Disclaimer
This is my first public Github-repository that I see some kind of value in. I am an awful programmer and autodidact, so by no means I can claim to understand all the features and concepts neither of the Next.js nor the TiddlyWiki ecosystem. Yet, I have been running a little website with Next.js for more than a year and am using TIddlyWiki to keep and organize my journal with nowadays more than two thousand tiddlers since 2018.
In this project, I tried to follow the book whereever possible, but will be happy if you can identify any conceptual mistakes or improvements. This is thought as a proof of concept, which will probably never reach a production status. It cannot compete with the finetuned CMS examples given by Next.js.
The Project
This is a Next.js project bootstrapped with create-next-app
and combined with an internal TiddlyWiki to be used as CMS. It aims at providing an easy setup to make TiddlyWiki content available on a custom designable Next.js website. My personal content focuses on reviews, academic articles or blog posts as more or less "singular" entities. Thus, a lot of the non-linear design of TiddlyWiki, it's knowledge organization, tags, internal linking and macros are out of the scope.

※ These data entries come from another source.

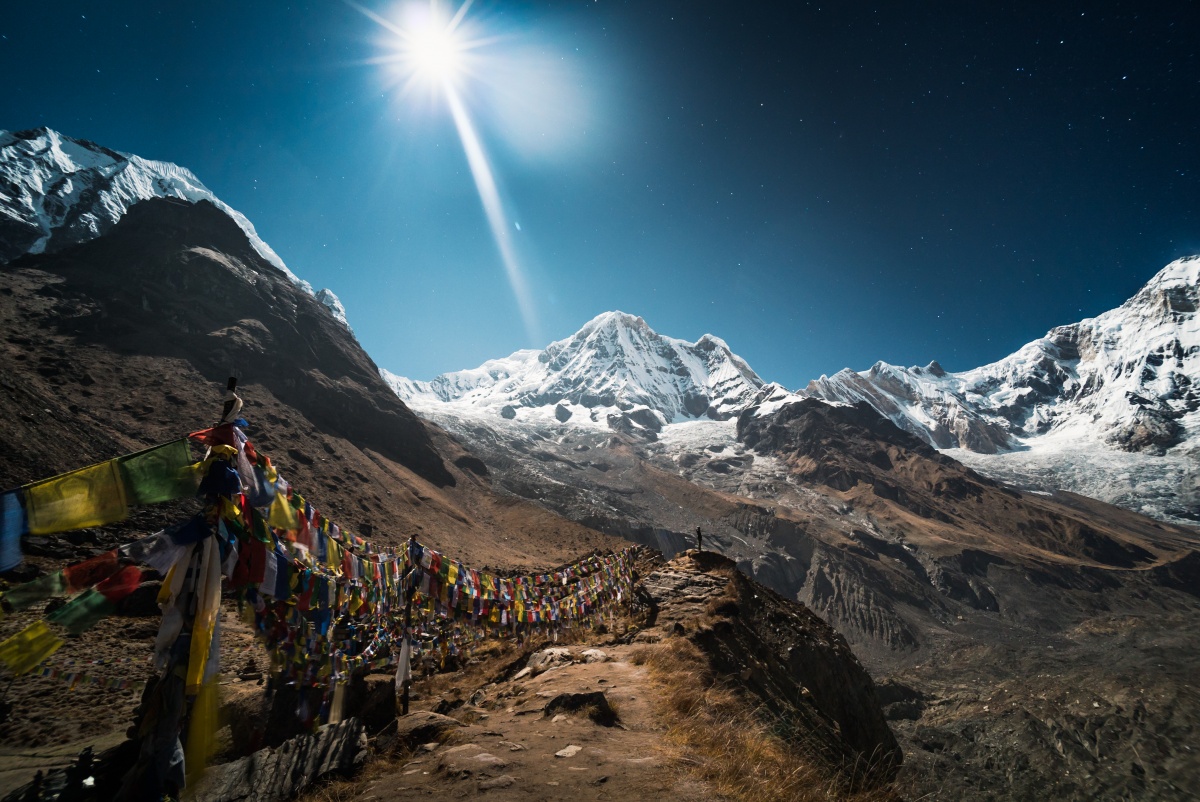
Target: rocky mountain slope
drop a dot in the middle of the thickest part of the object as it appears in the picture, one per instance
(616, 371)
(125, 339)
(1126, 378)
(601, 718)
(57, 191)
(1108, 407)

I want it to be easy: Push a single button and the tiddler appears as post on your blog. But I also want to be able to handle the tiddlers' fields individually in the Next.js app, not just show a static HTML export. The idea is to create previews and a hero post, use sliders and animations on just titles or images and basically start with my CSS from scratch. I tried to keep the modifications on the frontend provided here low though and it basically follows the Next.js examples (using Tailwindcss).
After evaluating a bunch of headless CMS systems provided with Next.js, they all seemed to be too much for my limited use case. I would have to get them set up, learn about their individual API calls, then build my own (rather simple) data structure and see how to fill my content in.

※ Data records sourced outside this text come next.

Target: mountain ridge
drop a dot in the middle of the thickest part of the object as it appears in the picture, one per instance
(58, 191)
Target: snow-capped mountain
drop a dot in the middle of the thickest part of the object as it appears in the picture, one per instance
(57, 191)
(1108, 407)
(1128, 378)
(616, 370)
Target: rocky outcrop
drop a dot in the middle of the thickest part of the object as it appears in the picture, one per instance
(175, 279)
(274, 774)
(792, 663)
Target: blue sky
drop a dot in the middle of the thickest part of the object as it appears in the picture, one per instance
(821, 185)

But the structured content is already there, I realised, it lies in my TiddlyWiki on my VPS behind a reverse proxy. So I took it from there. TiddlyWiki might not be a dedicated and not the best CMS, but I'm not building a high level enterprise website anyway.
Demo and TiddlyWiki files
A demo of the frontend is available at https://nextjs-with-tiddlywiki.vercel.app/.
All relevant tiddlers are bundled in the tiddlywiki/tiddlers/nextjs-with-tiddlywiki.json file.
Getting Started
Clone this Repo:
git clone https://github.com/deardings/nextjs-with-tiddlywiki
Install dependencies:
npm install
# or
yarn install
Run the development server for the Next.js app and start the internal TillyWiki with one command:
npm run dev
# or
yarn dev
Open http://localhost:8080 with your browser to see the TiddlyWiki "backend".
Open http://localhost:3000 with your browser to see the Next.js "frontend" .
Follow the instructions given in the TiddlyWiki, publish the third post and see the result on the frontend.
Go on from here
Create or import your own tiddlers and publish them, play around, have fun!
Caveats
This repo is not tested very well. A lot of TiddlyWiki use cases will not get properly exported. The whole design of the export/import might be flawed, especially when the number of published tiddlers rises. On the "All Posts" page for example there is neither pagination nor lazyloading provided, resulting in possibly slow loading times or even errors. Writing all content into a single JSON file might not be a good idea at all or the import on the frontend might at least be optimized with dynamic import, fetch commands or whatever.
Next.js basics
You can start editing the page by modifying pages/index.tsx
. The page auto-updates as you edit the file.
API routes can be accessed on http://localhost:3000/api/hello. This endpoint can be edited in pages/api/hello.ts
.
The pages/api
directory is mapped to /api/*
. Files in this directory are treated as API routes instead of React pages.
Learn More about Next.js
To learn more about Next.js, take a look at the following resources:
- Next.js Documentation - learn about Next.js features and API.
- Learn Next.js - an interactive Next.js tutorial.
You can check out the Next.js GitHub repository - your feedback and contributions are welcome!
Deploy the frontend on Vercel
The easiest way to deploy your Next.js app is to use the Vercel Platform from the creators of Next.js. Note that the TiddlyWiki "backend" cannot be accessed after deploy, but you can push local changes to the repo.
Check out the Next.js deployment documentation for more details.